DISCLAIMER: l’articolo contiene SPOILER su La Casa de Papel. Quanto segue non è mai accaduto. È solo il frutto delirante dell’immaginazione di Hall of Series.
2019 – Madrid: primo giorno di riprese de La Casa de Papel, parte 3 e 4.
Sul set de La Casa de Papel è tutto pronto per girare la prima scena della seconda stagione, che sarà divisa in due parti. Il passaggio a Netflix è stato siglato, con tanto di assicurazione che l’essenza eccentrica sarebbe rimasta invariata. Il team creativo manca all’appello però, per il primo ciak di rito. Intanto Úrsula Corberó e Álvaro Morte litigano su quante brioche spettano agli attori, in ordine di importanza. Miguel Herrán è tappato nella sua roulotte in preda a un attacco di ansia. Pedro Alonso guarda all’orizzonte, in cerca di ispirazione mentre Enrique Arce è l’unico a essere veramente pronto poiché non è mai uscito dal suo personaggio, Arturito. Incomprensioni e attese a parte, il set è stato già allestito durante la notte: la prima scena coinvolgerà tutta la banda, che in questa nuova avventura dovrà salvare Río e rubare l’oro della Banca di Spagna.

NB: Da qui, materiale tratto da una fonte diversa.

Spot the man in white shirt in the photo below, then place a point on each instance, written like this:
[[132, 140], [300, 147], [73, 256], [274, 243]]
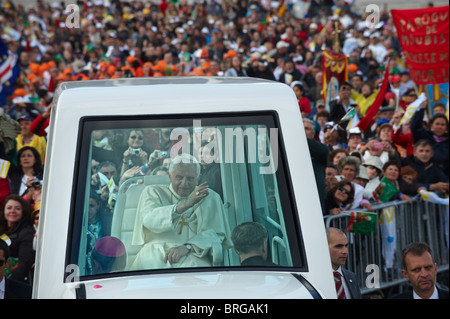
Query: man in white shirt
[[420, 270]]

In lontananza c’è Álex Pina che cammina nervoso, seguito dal suo team creativo. Sono ore che è al telefono. Ha ricevuto una chiamata improvvisa, che lo sta trattenendo. Il suo linguaggio del corpo parla chiaro: c’è qualcosa di spiacevole in ballo. Pare che sia in call con il grande capo. Tutto quello che la troupe riesce a sentire è un farfugliamento continuo con picchi di schiamazzi e imprecazioni.

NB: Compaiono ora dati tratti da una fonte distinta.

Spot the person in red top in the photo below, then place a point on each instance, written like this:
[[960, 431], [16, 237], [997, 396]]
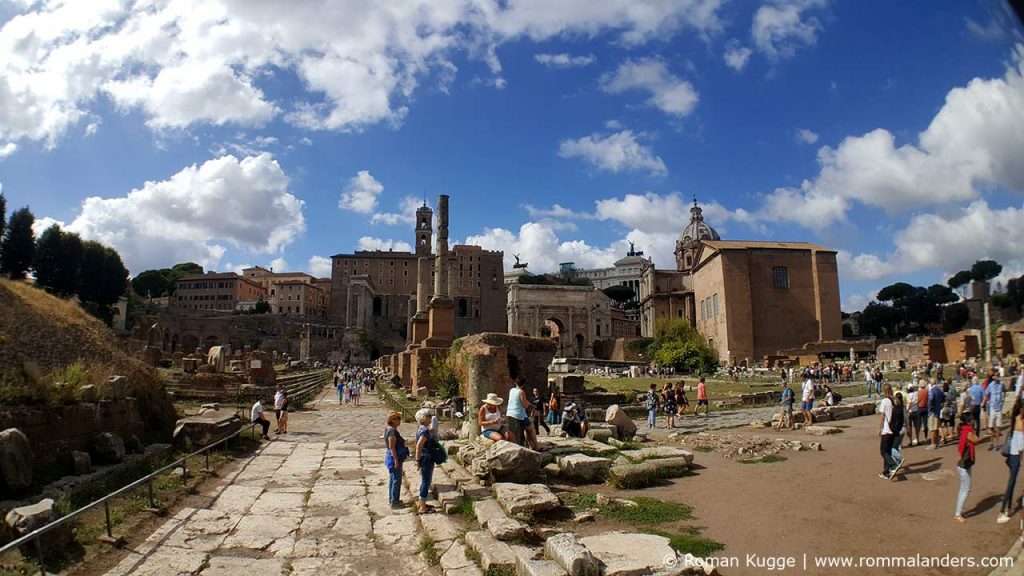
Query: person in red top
[[966, 463], [701, 398]]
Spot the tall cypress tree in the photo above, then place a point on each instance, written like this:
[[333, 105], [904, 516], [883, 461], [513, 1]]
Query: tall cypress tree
[[18, 245]]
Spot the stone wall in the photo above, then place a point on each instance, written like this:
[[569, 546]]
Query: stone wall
[[55, 430]]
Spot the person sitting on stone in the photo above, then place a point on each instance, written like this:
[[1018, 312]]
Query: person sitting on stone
[[489, 418], [257, 417]]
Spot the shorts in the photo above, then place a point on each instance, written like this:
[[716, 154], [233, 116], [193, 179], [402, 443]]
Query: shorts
[[994, 418]]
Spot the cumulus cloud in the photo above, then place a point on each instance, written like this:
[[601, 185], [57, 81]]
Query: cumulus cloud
[[195, 213], [371, 243], [202, 62], [318, 266], [781, 27], [360, 193], [668, 92], [614, 153], [564, 59], [806, 135], [974, 142], [947, 244], [736, 55], [406, 214]]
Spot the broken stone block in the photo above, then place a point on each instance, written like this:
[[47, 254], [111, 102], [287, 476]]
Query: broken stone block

Finalmente la chiamata termina. Pina, esausto, ha lanciato il telefono a terra. Si avvicina al resto della troupe e con aria contrita richiama l’attenzione.
Álex Pina: «Damas y caballeros, atención por favor. Parece che ci abbiano venduti. Siamo passati a HBO» dichiara trafelato l’autore, ancora rosso dalla rabbia.
I registi, Jesus Colmenar e Koldo Serra, scattano sull’attenti, come pervasi da un tremito di paura, mista a gioia: «e adesso? Che pasa?»
Álex Pina: «Pasa che… che questi vogliono cambiare tutto, ecco cosa succede» dichiara solerte l’autore.
Sul set scoppia il caos. Gli attori corrono a chiamare i propri agenti, per capire in che modo sarebbe cambiato il loro contratto. Il team creativo è sotto shock, ma i risvolti curriculari potrebbero essere positivi. Tra il marasma inquieto di attori, aiuto regista, microfonisti e assistenti, una voce più decisa sovrasta le altre:
Úrsula Corberó (Tokyo): «Che significa cambiare tutto? Finora ci ho messo alma y sangre. Sangre y alma. Se siamo sulla cresta del mondo è solo merito mio. Che significa!?» urla l’attrice sull’orlo di una crisi di pianto.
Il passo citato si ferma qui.